The variants are for grouping existing strings, see https://docs.weblate.org/en/latest/devel/translations.html#variants

burner1024 commented 3 years ago

I mean

The additional variant for a string can also be added using the Tools while translating (when Manage strings is turned on):

nijel commented 3 years ago

Yes, that adds a string with given msgctxt.

burner1024 commented 3 years ago

And do they get associated to the same source context file:string? ("Occurence" in PO terms) If not, what do they get for occurence?

nijel commented 3 years ago

The strings will be associated via variant:ORIGINAL STRING flag, see https://docs.weblate.org/en/latest/devel/translations.html#manual-variants

burner1024 commented 3 years ago

Yes, I got that, but what does it mean in PO terms? I mean, suppose that original PO string is this:

#: ascension.tra:1014
msgid "Focus"
msgstr "Concentración"

When a manual variant is added, how the resulting PO will look like?

nijel commented 3 years ago

The variant information is not stored in the PO file.

burner1024 commented 3 years ago

But you said that it adds a string with the given Context/msgctxt.

nijel commented 3 years ago

Yes, whatever you enter in "Context" will end up in msgctxt:

image

But this has nothing to do with linking these two strings together, that is currently done purely via flags in Weblate.

burner1024 commented 3 years ago

Sorry, I'm trying to make myself clear, but apparently not succeding. So let's say I have the original string translated in PO:

# original string
#: ascension.tra:1014
msgid "Focus"
msgstr "Concentración"

Its PO occurence is ascension.tra:1014.

Now I go and add a manual variant in Weblate: Captura de pantalla de 2021-06-01 19-36-33

The question is, after the variant is added, how does it look in the PO?

This is what I expect, but some things are not clear, see the comments:

# original string
#: ascension.tra:1014
msgid "Focus"
msgstr "Concentración"

# ADDED VARIANT. IS THIS HOW IT WILL LOOK?
#: WHAT IS HERE? (occurence)
msgid "Focus"
msgstr "Concentración-alt"
msgctxt "alt-context"
nijel commented 3 years ago

It will have no additional information:

# original string
#: ascension.tra:1014
msgid "Focus"
msgstr "Concentración"

msgctxt "alt-context"
msgid "Focus"
msgstr "Concentración-alt"
burner1024 commented 3 years ago

OK, I got it, thank you for explanation. I might be able to work with that.

burner1024 commented 3 years ago

@nijel one more question, if I may. Supposing that I have strings and their variants already in PO as described above, but variants are not marked as such, how can I bulk mark the variants so that Weblate knows that they are fact variants?

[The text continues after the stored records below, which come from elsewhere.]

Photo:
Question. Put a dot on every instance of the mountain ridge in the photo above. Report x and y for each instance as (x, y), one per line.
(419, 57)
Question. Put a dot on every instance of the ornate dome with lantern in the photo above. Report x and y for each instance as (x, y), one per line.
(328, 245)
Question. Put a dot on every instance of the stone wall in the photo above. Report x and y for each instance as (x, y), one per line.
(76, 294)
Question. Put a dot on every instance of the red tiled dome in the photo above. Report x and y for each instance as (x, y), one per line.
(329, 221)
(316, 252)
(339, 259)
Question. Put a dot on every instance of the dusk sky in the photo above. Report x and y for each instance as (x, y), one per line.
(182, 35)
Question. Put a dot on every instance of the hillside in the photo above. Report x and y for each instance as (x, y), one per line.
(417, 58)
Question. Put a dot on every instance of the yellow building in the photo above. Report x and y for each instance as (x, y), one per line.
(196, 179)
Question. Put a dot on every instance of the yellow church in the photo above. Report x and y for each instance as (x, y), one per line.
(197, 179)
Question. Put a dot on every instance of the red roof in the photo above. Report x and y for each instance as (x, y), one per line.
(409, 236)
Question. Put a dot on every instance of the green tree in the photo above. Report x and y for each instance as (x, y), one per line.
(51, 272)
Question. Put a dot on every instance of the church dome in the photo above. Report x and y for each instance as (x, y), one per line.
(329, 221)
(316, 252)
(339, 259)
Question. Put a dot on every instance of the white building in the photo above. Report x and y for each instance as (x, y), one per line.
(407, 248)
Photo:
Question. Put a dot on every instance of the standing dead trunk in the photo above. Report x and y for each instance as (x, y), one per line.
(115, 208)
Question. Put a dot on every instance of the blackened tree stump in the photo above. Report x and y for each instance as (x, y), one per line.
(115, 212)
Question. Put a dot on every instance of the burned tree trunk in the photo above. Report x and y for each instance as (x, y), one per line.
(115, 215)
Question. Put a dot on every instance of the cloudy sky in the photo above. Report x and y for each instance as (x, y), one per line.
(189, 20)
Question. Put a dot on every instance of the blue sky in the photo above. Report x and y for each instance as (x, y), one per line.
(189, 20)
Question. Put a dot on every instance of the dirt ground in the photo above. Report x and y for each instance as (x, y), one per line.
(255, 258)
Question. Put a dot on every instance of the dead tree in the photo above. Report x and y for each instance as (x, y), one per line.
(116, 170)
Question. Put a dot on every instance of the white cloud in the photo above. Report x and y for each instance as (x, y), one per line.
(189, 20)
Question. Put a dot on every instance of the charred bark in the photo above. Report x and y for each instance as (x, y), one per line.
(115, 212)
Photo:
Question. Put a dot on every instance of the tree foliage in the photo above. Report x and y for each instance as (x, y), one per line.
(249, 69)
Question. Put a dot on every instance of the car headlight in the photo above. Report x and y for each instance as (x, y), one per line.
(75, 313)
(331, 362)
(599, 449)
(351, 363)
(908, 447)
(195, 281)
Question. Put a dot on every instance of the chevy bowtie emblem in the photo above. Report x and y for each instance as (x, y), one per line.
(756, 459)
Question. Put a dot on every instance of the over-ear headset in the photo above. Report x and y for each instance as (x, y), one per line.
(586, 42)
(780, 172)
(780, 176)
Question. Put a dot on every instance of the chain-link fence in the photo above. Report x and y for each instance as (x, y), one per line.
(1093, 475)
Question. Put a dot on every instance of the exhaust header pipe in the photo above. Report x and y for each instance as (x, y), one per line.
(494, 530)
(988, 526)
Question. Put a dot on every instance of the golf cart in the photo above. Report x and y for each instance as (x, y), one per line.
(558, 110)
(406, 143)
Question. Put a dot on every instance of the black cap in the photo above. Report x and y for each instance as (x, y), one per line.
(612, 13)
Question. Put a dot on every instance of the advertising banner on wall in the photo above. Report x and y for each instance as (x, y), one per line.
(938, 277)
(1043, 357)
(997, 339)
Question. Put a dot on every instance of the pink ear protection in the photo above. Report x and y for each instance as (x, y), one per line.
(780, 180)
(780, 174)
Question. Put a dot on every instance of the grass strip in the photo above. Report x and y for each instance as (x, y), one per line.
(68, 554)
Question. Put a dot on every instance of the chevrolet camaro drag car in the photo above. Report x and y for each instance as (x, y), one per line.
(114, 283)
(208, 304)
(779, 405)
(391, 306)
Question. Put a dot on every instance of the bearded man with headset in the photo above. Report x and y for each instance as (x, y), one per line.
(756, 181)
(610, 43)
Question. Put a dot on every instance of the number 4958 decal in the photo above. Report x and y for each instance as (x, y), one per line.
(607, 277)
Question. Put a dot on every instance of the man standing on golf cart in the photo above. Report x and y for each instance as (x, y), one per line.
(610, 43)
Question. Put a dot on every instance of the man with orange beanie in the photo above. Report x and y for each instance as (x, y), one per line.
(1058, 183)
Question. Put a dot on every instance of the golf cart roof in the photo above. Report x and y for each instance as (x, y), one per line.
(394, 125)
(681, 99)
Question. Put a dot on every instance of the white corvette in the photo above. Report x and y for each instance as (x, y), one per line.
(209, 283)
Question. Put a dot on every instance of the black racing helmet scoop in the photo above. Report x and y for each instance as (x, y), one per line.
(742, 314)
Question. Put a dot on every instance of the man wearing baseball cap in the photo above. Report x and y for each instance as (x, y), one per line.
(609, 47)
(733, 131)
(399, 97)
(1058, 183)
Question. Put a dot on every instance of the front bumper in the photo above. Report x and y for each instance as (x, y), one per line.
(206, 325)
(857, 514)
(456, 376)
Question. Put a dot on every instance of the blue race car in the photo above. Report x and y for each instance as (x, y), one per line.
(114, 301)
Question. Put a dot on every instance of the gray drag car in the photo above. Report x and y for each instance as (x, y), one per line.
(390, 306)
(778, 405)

I assume some kind of script as for string1 in (select * from strings); if count(select string2 from strings where string1.msgid == string2.msgid)>1; then insert into variants (string.id, string2.id); done. Should I use SQL? API? CLI? Obviously not asking for a complete solution, just some pointers. Can't find docs on SQL schema.

nijel commented 3 years ago

Using API should work for this:

  1. List all strings using https://docs.weblate.org/en/latest/api.html#get--api-translations-(string-project)-(string-component)-(string-language)-units-
  2. Add flag variant:"string" to all matching units using https://docs.weblate.org/en/latest/api.html#patch--api-units-(int-id)-

The SQL schema is generated by Django ORM, there is currently no documentation on that (and there probably won't ever be any as it is not recommended to use SQL directly as there might be logic constrains not being applied at SQL level).